Mahkemece, 2009 mahalli seçimleri sonrası belediye başkanının değişmesi üzerine gerek işçi, gerekse de belediye başkanı beraber çalışmak istemedikleri, görev yerinin bu sebeple değiştirildiği, feshin kötü niyet taşımasa da haksız olduğu, tutanakların feshi gerektirecek yeterlilikte olmadığı, bu sebeplede kıdem ve ihbar tazminatlarının davacı işçi tarafından hak edildiği, yıllık ücretli izin alacağı, fazla mesai ücreti alacağı, dini ve ulusal bayram-resmi-genel tatil çalışma ücreti alacağı, hafta tatili ücreti alacaklarının varlığı konusunda davacı tarafın ispat külfetini yerine getiremediği gerekçesiyle davanın kısmen kabulüne karar verilmiştir.
Karar taraflar vekillerince tarafından temyiz edilmiştir.
1-Dosyadaki yazılara, toplanan delillerle kararın dayandığı kanuni gerektirici sebeplere göre, davalının tüm, davacının aşağıdaki bendin kapsamı dışında kalan temyiz itirazları yerinde değildir.
2-Taraflar arasında uyuşmazlık bozma içeriğine göre, işçinin kullandırılmayan izin sürelerine ait ücretlere hak kazanıp kazanmadığı noktasında toplanmaktadır.
4857 sayılı İş Kanunu"nun 59. maddesinde iş sözleşmesinin herhangi bir sebeple sona ermesi halinde, işçiye kullandırılmayan yıllık izin sürelerine ait ücretlerin son ücret üzerinden ödeneceği hükme bağlanmıştır. Yıllık izin hakkının ücrete dönüşmesi için iş sözleşmesinin feshi şarttır. Bu noktada, sözleşmenin sona erme şeklinin ve haklı sebebe dayanıp dayanmadığının önemi bulunmamaktadır.

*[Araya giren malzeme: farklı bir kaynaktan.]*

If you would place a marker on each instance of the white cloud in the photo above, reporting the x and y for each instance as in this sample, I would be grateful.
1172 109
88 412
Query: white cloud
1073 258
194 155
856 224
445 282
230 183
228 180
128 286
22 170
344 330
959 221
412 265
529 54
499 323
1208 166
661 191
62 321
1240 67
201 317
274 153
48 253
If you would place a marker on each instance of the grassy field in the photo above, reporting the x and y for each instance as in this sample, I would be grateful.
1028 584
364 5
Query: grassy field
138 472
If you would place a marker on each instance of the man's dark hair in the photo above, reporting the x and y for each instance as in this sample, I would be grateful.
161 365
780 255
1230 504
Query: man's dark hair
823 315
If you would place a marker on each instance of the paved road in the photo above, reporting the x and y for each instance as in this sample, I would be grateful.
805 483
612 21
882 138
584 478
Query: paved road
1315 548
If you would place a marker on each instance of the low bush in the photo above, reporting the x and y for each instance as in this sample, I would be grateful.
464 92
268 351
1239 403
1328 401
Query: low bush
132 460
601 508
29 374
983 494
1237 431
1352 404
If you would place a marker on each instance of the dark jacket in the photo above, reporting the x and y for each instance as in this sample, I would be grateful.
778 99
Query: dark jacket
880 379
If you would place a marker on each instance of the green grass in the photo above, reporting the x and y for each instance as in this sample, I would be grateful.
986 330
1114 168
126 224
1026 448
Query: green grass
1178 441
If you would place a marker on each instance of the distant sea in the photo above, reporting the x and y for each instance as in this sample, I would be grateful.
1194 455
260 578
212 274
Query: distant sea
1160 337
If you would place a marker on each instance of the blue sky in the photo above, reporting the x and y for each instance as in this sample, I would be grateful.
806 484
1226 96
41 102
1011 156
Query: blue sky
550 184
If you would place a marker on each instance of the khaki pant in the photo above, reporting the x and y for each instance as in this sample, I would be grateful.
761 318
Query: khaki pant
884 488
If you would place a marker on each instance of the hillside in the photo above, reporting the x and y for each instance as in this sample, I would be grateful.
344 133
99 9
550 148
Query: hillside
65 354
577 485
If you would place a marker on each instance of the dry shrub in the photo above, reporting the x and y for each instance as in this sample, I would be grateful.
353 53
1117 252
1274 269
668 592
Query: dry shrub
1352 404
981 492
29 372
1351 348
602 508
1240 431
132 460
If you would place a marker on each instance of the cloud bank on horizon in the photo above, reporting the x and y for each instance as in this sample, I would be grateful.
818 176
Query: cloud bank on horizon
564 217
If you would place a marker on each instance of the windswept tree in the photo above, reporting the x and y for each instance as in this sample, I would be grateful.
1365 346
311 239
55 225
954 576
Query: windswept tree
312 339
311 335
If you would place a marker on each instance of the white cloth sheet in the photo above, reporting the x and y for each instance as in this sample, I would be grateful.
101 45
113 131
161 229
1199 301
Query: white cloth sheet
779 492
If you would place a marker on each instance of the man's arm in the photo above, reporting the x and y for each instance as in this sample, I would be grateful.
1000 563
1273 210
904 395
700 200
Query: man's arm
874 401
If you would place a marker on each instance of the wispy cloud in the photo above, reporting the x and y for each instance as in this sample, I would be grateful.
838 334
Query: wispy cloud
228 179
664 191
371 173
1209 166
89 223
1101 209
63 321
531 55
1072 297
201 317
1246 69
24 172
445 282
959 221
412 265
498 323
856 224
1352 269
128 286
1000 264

İşçinin işe iade davası açması durumunda, izin ücretinin talep edilip edilemeyeceği davanın sonucuna göre belirlenmelidir. Gerçekten işçinin dava sonucu işe başlatılması durumunda, önceki fesih ortadan kalkmış olmakla ve iş ilişkisi devam ettiğinde 4857 sayılı Kanun"un 59. maddesi uyarınca izin ücreti istenemez. İşçinin işe başvurusuna rağmen kanuni bir aylık işe başlatma süresi içinde işe alınmaması halinde ise, işe başlatmama anı fesih tarihi olarak kabul edildiğinden, izin alacağı bu tarihte muaccel olur.
Yıllık izinlerin kullandırıldığı noktasında ispat yükü işverene aittir. İşveren yıllık izinlerin kullandırıldığını imzalı izin defteri veya eşdeğer bir belge ile kanıtlamalıdır.
Somut uyuşmazlıkta, davacı davalı belediyede çalıştığı süre boyunca beş gün yıllık izin kullandığını belirtmiştir. Davalı taraf ise davacının belediye başkanının özel kalemi olarak çalışması sebebiyle her izin isteğinin dönemin belediye başkanı tarafından uygun görüldüğünü ancak bu izinlerin resmi izin belgesine dönüştürülmediğini belirtmiştir. Dosya içerisinde davacının imzasını taşıyan yıllık izinlerine kullandığına dair belge bulunmamaktadır. Bu gerekçe ile davacının yıllık izin alacağı talebinin kabulüne karar verilmesi gerekirken mahkemece reddine karar verilmesi hatalı olup bozmayı gerektirmiştir.
SONUÇ: Hükmün yukarıda açıklanan nedenle BOZULMASINA, peşin alınan temyiz harcının istek olması halinde ilgiliye iadesine, 18.03.2013 tarihinde oybirliği ile karar verildi.